Disaster Recovery

The goal of disaster recovery (DR) is to provide high availability at the level of an installation site, and to protect critical workloads hosted on a Roving Edge device against outages and data loss.

The current Roving Edge controller software provides a Disaster Recovery service with orchestration of DR operations from within the Service Enclave. The service is also called native DR because it is built directly into the infrastructure services layer.

Note

The native DR service is shared with Private Cloud Appliance. However, the previous generation disaster recovery service , which might still be used on existing Private Cloud Appliance installations, is NOT supported in the Roving Edge controller software.

Setting up disaster recovery is the responsibility of a device administrator. The systems participating in the DR setup are fully operational installations on their own, running in different physical locations. A mutual peer connection must be established first, so they can operate as each other's standby or replica in case an outage occurs at one of the sites. The DR services on the primary and standby racks communicate using REST API calls. Local commands are sent to the appropriate cloud infrastructure service through the platform layer's internal messaging and administration services.

The DR service makes a clear distinction between resources and operations. The administrator determines which workloads and resources are under disaster recovery protection by creating and managing DR configurations. The DR configurations define which compute instances are protected against site-level incidents, and map the relevant source and target compartments and networking resources between the peered systems.
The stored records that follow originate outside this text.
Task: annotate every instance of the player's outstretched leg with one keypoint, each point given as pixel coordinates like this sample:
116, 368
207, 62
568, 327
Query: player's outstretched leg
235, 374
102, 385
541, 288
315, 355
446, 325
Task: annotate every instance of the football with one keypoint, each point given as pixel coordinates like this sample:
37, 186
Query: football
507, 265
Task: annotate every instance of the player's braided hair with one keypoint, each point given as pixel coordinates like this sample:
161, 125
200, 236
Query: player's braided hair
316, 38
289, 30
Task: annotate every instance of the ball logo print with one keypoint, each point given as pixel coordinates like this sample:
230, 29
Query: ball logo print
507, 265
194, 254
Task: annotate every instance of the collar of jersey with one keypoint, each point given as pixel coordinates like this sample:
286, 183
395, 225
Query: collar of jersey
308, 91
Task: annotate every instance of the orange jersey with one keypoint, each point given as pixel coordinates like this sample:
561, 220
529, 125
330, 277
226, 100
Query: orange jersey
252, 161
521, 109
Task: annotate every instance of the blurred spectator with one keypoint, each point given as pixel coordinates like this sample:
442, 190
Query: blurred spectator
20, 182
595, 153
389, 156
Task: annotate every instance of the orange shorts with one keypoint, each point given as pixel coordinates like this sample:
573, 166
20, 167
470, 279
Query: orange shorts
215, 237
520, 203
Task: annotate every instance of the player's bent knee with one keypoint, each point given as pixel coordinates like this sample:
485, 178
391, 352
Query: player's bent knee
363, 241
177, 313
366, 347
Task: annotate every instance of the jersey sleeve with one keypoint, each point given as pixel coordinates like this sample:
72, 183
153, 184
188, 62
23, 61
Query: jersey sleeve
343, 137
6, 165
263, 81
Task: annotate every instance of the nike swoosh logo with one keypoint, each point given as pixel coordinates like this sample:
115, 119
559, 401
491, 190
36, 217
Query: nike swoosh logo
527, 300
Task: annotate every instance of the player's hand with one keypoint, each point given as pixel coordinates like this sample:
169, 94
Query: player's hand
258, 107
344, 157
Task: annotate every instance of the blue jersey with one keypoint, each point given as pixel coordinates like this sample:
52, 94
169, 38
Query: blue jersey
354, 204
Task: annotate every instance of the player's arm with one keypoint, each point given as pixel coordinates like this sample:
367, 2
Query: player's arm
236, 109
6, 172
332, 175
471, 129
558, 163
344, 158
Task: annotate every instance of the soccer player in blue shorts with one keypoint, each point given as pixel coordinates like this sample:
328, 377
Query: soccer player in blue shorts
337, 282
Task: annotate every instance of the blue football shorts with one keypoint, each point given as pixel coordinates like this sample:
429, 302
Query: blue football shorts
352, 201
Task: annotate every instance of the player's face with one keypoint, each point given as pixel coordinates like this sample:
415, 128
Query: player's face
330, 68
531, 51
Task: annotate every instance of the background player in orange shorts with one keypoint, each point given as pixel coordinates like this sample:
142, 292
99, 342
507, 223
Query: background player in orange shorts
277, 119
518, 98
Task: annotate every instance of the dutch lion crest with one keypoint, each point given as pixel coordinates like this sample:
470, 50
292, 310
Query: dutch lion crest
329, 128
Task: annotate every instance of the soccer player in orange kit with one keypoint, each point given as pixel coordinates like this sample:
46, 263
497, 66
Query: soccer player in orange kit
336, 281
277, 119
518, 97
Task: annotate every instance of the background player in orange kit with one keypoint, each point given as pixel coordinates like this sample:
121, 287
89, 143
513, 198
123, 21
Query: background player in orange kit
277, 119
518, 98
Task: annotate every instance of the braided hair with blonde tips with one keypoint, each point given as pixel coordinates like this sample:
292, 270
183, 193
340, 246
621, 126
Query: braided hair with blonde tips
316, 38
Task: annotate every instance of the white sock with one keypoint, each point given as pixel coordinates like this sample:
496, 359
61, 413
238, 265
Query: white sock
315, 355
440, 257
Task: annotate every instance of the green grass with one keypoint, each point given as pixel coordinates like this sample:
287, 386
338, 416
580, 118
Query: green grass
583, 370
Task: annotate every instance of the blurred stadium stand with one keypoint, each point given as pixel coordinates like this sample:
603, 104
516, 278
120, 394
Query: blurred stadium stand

DR operations are defined in a DR plan, which outlines the steps to perform during a switchover, failover, or postfailover operation. DR configurations and DR plans are shared between the peered systems, and can be created and maintained from the primary or standby system. DR operations could also be executed from either system, except for failover, which is always triggered from the standby.

It is important to understand what is covered under disaster recovery and what is not.

Disaster recovery supports:
  • Compute instances

  • The block volumes associated with these compute instances

The following limitations apply to the disaster recovery feature:
  • File systems are not supported

  • Object storage is not supported

  • OKE clusters are not supported

  • Application and network load balancers are not supported

  • SR-IOV instances are not supported

  • Compute instances with shared block volumes are not supported.